Here's another one: Two old men are sitting on a bench in their fancy retirement community in Florida. Sol asks Ben "What did you do before you retired?" Ben answers, "I started with a men's clothing shop and built the business into the finest department store in town. One day there was a fire and it destroyed everything. Since I was too old to begin again, I took the insurance money and retired - and here I am."

Then Ben asks Sol "So, what did you do before you were here?" Sol replies, "I had a hardware store downtown. It was the finest hardware store in the city. One Friday evening after closing time it started raining. The rain continued for the entire weekend, and the store flooded. On Monday morning I came in to discover that my entire inventory had been ruined. Like you, I was too old to start again, so I took the insurance money and retired down here to Florida."

Ben, looking impressed, asks Sol "So tell me, how do you start a flood?"

Here is a third example: Moses and God are flying over Israel at dawn. God says, "What's that green patch I see down there?" Moses says, "That's a golf course - people play a game called golf there." Intrigued, God asks how they play the game, and Moses explains "You have to get a little ball into a little hole in fewer strokes than your opponent. Let's go down and try a few holes, so you will learn how to play." God agrees, and tells Moses "You go first."

Moses hits the ball close to the hole. Then God hits the ball and it lands short. But just as the ball stops rolling a rabbit picks it up, takes it in his mouth, and starts sprinting toward the hole. He gets about halfway there when an eagle swoops down, picks up the rabbit and flies high up into the air. All of a sudden, out of nowhere, a bolt of lightning strikes the eagle. Startled, the eagle drops the rabbit. The rabbit plunges to the ground like a rock - lands right on the green. The ball falls out of the rabbit's mouth, bounces twice and plops into the hole.

Moses turns to God and asks, "So nu, do you want to play golf, or do you just want to fool around?"

Then there is the one about the ninety-year-old caddy. One afternoon a young man went to a golf course to play a round of golf. The manager told him that there was only one caddy left - a ninety year old man. The young golfer asked whether the caddy would be able to see the ball. "Ask him yourself," the manager said. When asked, the old man said that he had been working there for seventy years and still had an eye like an eagle and could see the ball just fine.
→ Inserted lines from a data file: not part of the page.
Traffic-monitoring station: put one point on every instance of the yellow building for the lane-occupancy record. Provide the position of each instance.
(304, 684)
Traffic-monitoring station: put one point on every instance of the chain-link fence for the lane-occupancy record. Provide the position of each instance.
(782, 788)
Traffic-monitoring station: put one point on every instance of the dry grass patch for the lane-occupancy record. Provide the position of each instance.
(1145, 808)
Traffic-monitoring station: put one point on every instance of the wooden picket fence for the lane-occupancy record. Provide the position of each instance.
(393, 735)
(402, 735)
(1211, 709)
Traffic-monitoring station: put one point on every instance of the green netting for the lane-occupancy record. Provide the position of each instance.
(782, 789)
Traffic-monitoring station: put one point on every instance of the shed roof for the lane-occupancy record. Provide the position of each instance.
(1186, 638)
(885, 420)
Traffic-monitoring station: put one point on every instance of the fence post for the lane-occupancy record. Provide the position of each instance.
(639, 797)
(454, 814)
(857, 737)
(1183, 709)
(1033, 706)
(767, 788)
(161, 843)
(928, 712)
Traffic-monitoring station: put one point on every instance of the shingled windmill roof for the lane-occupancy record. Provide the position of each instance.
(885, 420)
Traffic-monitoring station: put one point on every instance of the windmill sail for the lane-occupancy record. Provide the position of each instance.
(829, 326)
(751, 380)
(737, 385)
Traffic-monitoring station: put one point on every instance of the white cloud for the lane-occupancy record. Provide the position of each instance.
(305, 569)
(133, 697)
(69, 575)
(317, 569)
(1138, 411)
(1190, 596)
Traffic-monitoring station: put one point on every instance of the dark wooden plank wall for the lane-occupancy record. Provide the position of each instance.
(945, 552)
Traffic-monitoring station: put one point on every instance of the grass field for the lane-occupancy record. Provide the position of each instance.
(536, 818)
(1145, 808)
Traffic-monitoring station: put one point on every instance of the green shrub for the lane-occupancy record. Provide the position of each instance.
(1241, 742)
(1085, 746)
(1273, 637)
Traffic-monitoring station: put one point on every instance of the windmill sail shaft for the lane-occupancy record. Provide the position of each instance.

The young golfer teed off for his first hole. He asked the caddy to watch the ball; since the caddy had told him he had an eye like an eagle. The ball veered off to the left of the green. The golfer asked the caddy "Did you see it?" and the caddy replied, "Yes, I saw exactly where it went." The golfer asked, "Are you sure you saw where the ball went?" The caddy reassured him that he had seen the ball, and reminded the young man, "I have an eye like an eagle!" When they approached where the ball had landed the golfer asked "OK, so where is the ball?" The ninety-year-old caddy replied, "I forgot."

The topic of the previous joke is universal - age and remembering. All people can relate to this subject - every race, color and religion. At every adult age people know someone who is forgetful - a parent, grandparent or even themselves.

The best jokes can only be told when your listeners know as much about the topic as you do, and of course when you are with congenial friends.